For me, the most interesting parts of the book are the case studies. Harvard Business School, like most law schools, takes the case study approach to learning. Students prep by reviewing real life situations and face the dreaded “cold call” at the beginning of class to explain the case to the rest of the class. Broughton peppers the book with cases from eBay, Microsoft, small companies, even a medieval farm. I learned the most from one case out of his first-semester finance class. First off, Broughton gives us a layman’s introduction into what the study of finance actually is: “finance is really about one thing: valuation. How do you put a price on an asset? From that basic equation flows everything else.” For the world of finance, the first step is to figure out how much your assets are actually worth.
Through the comparison of one lumber company that keeps too much inventory on hand and must borrow money from the bank each month and Dell computer company, which keeps virtually no inventory and builds all its computers on order, Broughton realizes that one of the best ways to value an company is by how much available cash it has. For most companies, he says, inventory is a big evil. Instead, cash is an asset that is flexible and fluid.
Of course, I quickly made the leap here to personal finance. In my own life, I’ve been all about the inventory. For years, any cash I earned quickly went to books, clothes, and whatever else caught my fancy. A savings account was a noble idea but didn’t seem necessary to a young graduate student. Now that I’ve finally paid for all that inventory, I’m realizing that cash really is a more important asset. At the beginning of this process, I promised myself a shopping spree for paying off the credit cards. Now, like a reformed dieter who looses the taste for Twinkies, I’m not quite as excited about that spree. I do still plan to buy a few nice things, but I think I’ll keep most of that money in the bank rather than sinking it into inventory.
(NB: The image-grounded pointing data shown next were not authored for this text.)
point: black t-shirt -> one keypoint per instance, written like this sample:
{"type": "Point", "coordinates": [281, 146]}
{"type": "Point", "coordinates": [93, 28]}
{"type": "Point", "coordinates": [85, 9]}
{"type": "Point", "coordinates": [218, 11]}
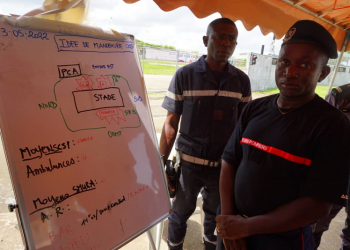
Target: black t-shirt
{"type": "Point", "coordinates": [279, 158]}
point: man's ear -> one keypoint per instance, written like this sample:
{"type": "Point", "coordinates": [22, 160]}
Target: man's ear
{"type": "Point", "coordinates": [325, 72]}
{"type": "Point", "coordinates": [205, 41]}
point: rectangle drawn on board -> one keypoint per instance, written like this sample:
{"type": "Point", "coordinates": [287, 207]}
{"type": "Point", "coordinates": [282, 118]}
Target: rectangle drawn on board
{"type": "Point", "coordinates": [86, 44]}
{"type": "Point", "coordinates": [101, 99]}
{"type": "Point", "coordinates": [72, 70]}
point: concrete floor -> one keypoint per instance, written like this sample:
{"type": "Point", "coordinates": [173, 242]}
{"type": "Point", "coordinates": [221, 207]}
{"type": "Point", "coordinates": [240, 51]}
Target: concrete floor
{"type": "Point", "coordinates": [10, 238]}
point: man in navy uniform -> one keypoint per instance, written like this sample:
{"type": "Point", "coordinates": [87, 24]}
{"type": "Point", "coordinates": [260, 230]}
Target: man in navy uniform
{"type": "Point", "coordinates": [339, 98]}
{"type": "Point", "coordinates": [288, 160]}
{"type": "Point", "coordinates": [208, 95]}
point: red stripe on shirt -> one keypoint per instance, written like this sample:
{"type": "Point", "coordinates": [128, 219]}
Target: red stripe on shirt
{"type": "Point", "coordinates": [277, 152]}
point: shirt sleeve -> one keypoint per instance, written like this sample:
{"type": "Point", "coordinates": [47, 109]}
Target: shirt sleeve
{"type": "Point", "coordinates": [173, 100]}
{"type": "Point", "coordinates": [328, 177]}
{"type": "Point", "coordinates": [246, 94]}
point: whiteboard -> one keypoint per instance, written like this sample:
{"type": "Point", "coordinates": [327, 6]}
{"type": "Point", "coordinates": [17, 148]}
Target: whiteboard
{"type": "Point", "coordinates": [79, 138]}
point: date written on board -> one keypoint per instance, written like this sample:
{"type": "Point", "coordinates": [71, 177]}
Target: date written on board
{"type": "Point", "coordinates": [100, 212]}
{"type": "Point", "coordinates": [49, 105]}
{"type": "Point", "coordinates": [38, 152]}
{"type": "Point", "coordinates": [23, 33]}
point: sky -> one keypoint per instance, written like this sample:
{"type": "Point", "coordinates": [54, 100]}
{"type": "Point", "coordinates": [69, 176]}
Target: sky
{"type": "Point", "coordinates": [148, 23]}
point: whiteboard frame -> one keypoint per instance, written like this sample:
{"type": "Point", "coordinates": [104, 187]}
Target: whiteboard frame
{"type": "Point", "coordinates": [51, 26]}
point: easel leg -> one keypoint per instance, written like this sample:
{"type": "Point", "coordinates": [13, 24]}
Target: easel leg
{"type": "Point", "coordinates": [151, 240]}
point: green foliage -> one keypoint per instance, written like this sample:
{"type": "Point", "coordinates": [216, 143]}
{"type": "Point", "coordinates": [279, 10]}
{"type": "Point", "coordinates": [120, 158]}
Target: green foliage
{"type": "Point", "coordinates": [141, 43]}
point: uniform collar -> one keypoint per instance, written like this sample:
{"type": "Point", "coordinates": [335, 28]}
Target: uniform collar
{"type": "Point", "coordinates": [203, 67]}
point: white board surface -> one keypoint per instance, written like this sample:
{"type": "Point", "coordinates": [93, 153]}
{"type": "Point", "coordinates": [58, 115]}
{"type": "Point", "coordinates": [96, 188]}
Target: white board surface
{"type": "Point", "coordinates": [79, 139]}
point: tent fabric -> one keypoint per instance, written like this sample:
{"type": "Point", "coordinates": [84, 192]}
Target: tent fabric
{"type": "Point", "coordinates": [271, 15]}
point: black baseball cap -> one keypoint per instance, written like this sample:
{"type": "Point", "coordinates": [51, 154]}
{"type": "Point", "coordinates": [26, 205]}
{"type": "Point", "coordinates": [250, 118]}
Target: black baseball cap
{"type": "Point", "coordinates": [307, 31]}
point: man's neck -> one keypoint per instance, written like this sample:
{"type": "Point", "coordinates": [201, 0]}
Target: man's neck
{"type": "Point", "coordinates": [214, 65]}
{"type": "Point", "coordinates": [285, 102]}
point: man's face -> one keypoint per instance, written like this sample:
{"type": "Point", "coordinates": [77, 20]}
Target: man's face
{"type": "Point", "coordinates": [300, 67]}
{"type": "Point", "coordinates": [221, 42]}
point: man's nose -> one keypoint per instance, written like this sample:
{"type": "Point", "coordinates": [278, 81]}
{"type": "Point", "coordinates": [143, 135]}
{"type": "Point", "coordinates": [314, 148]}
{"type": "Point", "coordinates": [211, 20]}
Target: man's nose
{"type": "Point", "coordinates": [291, 72]}
{"type": "Point", "coordinates": [226, 42]}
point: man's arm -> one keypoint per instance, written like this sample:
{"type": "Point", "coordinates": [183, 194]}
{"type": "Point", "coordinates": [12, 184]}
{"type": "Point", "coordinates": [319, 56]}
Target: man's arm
{"type": "Point", "coordinates": [167, 139]}
{"type": "Point", "coordinates": [226, 185]}
{"type": "Point", "coordinates": [168, 135]}
{"type": "Point", "coordinates": [292, 215]}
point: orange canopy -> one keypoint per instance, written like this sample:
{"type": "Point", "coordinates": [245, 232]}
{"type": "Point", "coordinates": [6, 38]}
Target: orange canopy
{"type": "Point", "coordinates": [272, 15]}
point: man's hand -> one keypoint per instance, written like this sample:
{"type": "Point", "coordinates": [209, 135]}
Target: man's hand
{"type": "Point", "coordinates": [235, 244]}
{"type": "Point", "coordinates": [170, 186]}
{"type": "Point", "coordinates": [231, 227]}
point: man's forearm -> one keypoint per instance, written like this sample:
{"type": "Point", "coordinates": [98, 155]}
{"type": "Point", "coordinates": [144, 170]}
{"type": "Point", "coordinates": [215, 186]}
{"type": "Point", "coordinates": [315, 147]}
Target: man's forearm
{"type": "Point", "coordinates": [168, 134]}
{"type": "Point", "coordinates": [227, 178]}
{"type": "Point", "coordinates": [295, 214]}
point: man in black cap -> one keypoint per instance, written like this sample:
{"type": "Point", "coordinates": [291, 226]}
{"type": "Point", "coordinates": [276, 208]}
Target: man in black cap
{"type": "Point", "coordinates": [285, 165]}
{"type": "Point", "coordinates": [339, 98]}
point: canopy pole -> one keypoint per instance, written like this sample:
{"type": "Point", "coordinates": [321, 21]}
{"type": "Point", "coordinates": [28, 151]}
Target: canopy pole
{"type": "Point", "coordinates": [345, 42]}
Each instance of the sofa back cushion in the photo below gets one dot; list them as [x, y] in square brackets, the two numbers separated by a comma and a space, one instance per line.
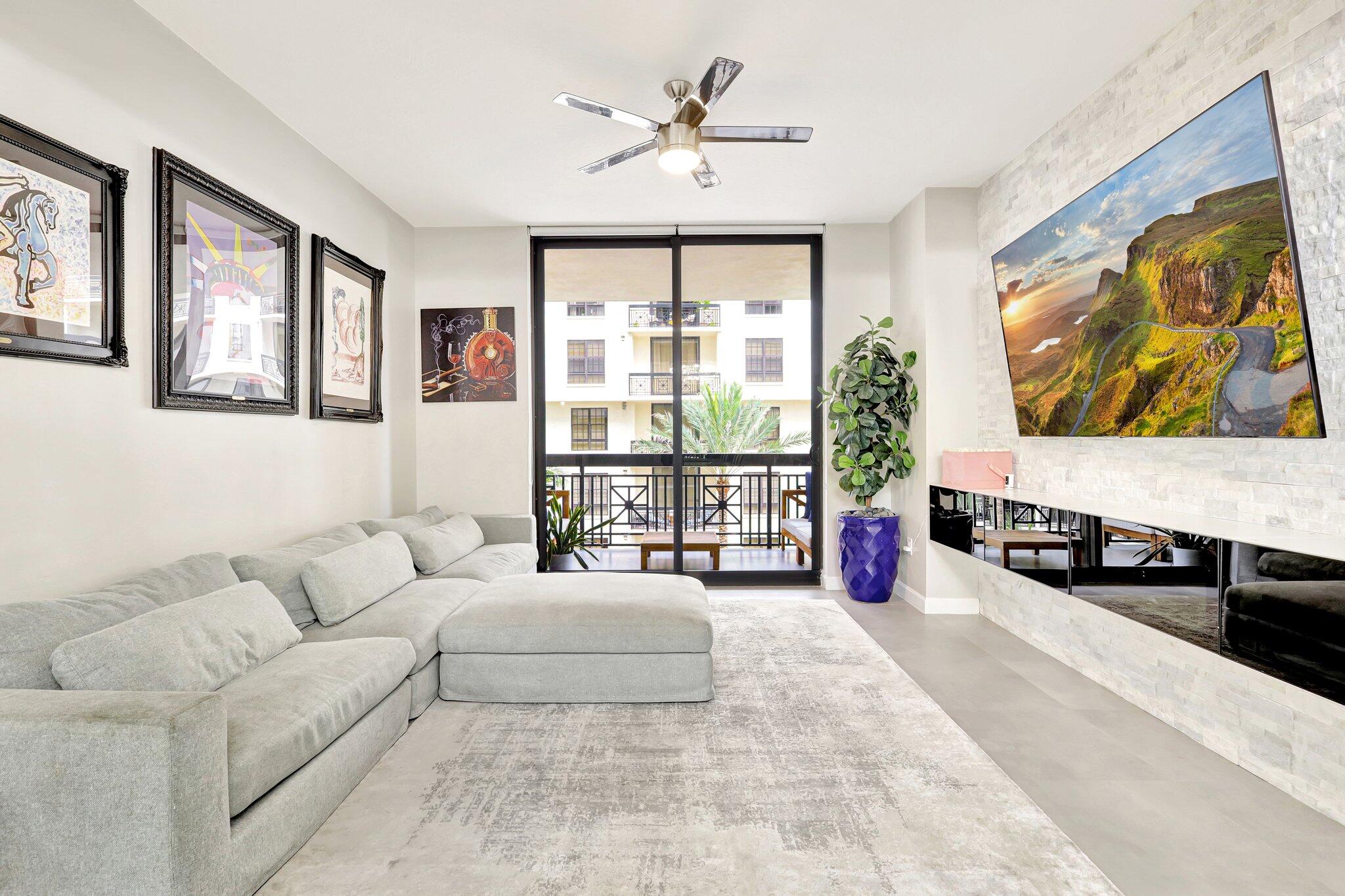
[433, 547]
[201, 644]
[278, 568]
[404, 524]
[33, 629]
[345, 582]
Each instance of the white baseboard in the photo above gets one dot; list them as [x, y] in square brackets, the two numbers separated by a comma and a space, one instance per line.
[951, 606]
[943, 606]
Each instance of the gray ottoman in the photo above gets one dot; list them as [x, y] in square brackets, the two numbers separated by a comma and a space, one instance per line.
[580, 637]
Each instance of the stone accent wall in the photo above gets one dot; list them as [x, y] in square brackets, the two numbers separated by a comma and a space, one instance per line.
[1293, 739]
[1286, 735]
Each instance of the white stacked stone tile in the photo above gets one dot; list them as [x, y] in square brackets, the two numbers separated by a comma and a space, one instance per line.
[1287, 736]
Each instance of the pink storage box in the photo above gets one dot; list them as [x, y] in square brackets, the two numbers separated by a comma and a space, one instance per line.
[977, 469]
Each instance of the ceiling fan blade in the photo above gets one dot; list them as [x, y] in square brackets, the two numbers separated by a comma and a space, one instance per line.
[705, 175]
[703, 98]
[716, 81]
[607, 112]
[752, 135]
[618, 158]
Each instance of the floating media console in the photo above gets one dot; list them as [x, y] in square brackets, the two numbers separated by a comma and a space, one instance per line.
[1269, 598]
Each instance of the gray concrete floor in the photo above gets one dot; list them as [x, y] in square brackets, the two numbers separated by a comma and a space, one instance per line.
[1157, 812]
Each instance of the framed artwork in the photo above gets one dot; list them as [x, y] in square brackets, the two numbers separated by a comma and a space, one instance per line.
[227, 297]
[467, 355]
[347, 340]
[61, 251]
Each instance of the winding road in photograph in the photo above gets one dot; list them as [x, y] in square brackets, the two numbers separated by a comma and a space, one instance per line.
[1251, 399]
Even though the husband and I haven’t sorted through our financial goals yet, I know that money in the bank will never hurt us. I plan to keep living the frugal lifestyle, selling off unwanted “inventory,” and looking for ways to earn more cash. Then, in a few months, we’ll have a nice little pile to start our plans with. How about you? How do you balance between the “inventory” vs. cash equation for your personal finances?